- Clone the repository
https://github.com/IEEE-SB-VIT-Pune/agentPlay.git
cd agentPlay-
Set Up the Environment
- Create and activate a virtual environment:
python -m venv env env/Scripts/activate
- Install the dependencies:
pip install -r backend/requirements.txt
- Create a .env file in the project root with your configurations:
GEMINI_API_KEY="<GEMINI_KEY>" SERPER_API_KEY="<SERPER_KEY>" MISTRAL_API_KEY="<MISTRAL_KEY>"
-
Run App:
python backend/main.py
- Open Google Chrome.
- Click the three dots in the top-right corner.
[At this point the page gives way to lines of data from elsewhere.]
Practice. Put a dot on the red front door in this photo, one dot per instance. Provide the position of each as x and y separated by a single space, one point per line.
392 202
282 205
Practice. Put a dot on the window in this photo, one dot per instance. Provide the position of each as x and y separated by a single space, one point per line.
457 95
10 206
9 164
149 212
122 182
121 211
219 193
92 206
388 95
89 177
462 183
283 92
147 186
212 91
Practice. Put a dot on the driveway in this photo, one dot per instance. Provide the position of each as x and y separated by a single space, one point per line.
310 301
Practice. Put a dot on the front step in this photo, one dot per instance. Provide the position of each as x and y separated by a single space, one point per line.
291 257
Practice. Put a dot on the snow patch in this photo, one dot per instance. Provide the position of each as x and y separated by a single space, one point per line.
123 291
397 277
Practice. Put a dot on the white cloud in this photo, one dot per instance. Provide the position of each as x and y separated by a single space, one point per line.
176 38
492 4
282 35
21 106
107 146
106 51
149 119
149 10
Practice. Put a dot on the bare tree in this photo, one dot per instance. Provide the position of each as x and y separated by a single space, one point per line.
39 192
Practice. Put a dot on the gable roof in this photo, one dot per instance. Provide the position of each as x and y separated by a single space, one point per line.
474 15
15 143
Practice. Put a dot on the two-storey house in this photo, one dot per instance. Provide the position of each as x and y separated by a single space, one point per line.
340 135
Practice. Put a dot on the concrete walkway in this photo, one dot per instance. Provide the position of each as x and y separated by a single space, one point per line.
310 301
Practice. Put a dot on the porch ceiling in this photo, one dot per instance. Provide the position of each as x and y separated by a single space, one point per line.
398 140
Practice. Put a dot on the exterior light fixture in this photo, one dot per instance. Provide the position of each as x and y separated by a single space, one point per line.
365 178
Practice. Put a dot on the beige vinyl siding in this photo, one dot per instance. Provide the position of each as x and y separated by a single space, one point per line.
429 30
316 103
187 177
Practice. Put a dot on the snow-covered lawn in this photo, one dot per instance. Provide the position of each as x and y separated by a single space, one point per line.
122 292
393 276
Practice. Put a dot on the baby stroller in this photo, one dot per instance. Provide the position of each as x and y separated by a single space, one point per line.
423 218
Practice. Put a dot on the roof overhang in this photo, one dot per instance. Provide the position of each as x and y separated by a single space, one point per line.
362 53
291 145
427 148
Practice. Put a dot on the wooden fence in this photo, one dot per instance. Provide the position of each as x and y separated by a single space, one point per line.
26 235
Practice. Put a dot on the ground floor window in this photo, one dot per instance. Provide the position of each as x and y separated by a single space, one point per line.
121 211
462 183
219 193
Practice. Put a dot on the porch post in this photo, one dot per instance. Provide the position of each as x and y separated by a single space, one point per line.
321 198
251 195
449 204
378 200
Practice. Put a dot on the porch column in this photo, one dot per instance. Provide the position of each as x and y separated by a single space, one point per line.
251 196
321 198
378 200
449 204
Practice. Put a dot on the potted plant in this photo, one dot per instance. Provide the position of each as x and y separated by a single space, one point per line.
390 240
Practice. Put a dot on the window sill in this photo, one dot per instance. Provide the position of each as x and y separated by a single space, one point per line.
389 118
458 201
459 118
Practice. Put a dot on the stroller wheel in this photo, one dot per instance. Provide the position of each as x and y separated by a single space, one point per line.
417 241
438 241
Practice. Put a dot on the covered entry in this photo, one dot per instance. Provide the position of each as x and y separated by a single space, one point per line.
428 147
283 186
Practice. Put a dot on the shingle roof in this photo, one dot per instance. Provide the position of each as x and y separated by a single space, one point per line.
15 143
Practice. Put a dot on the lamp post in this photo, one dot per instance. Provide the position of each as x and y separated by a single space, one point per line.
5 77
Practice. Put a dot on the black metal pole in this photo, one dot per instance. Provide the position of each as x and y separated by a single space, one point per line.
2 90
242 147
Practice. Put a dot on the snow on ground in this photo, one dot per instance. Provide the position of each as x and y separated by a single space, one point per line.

- Go to Extensions > Manage Extensions.
- Enable Developer Mode (toggle at the top-right).
- Click Load Unpacked.
- Browse to the frontend/extension directory and select it.
- The extension should now be loaded and active.
The following flowchart illustrates the system's architecture and data flow:
flowchart TD
classDef clientNode fill:#f9d5e5,stroke:#333,stroke-width:1px,color:#333,font-weight:bold
classDef processNode fill:#eeeeee,stroke:#333,stroke-width:1px,color:#333
classDef decisionNode fill:#e3f0f7,stroke:#333,stroke-width:1px,color:#333,font-weight:bold
classDef storeNode fill:#d0f0c0,stroke:#333,stroke-width:1px,color:#333
classDef outputNode fill:#ffeb99,stroke:#333,stroke-width:1px,color:#333,font-weight:bold
classDef crewAINode fill:#d8e1fa,stroke:#333,stroke-width:1px,color:#333
classDef highlightNode fill:#ffd580,stroke:#ff8c00,stroke-width:2px,color:#333,font-weight:bold
A[User Request] --> B[Video ID & Target Language]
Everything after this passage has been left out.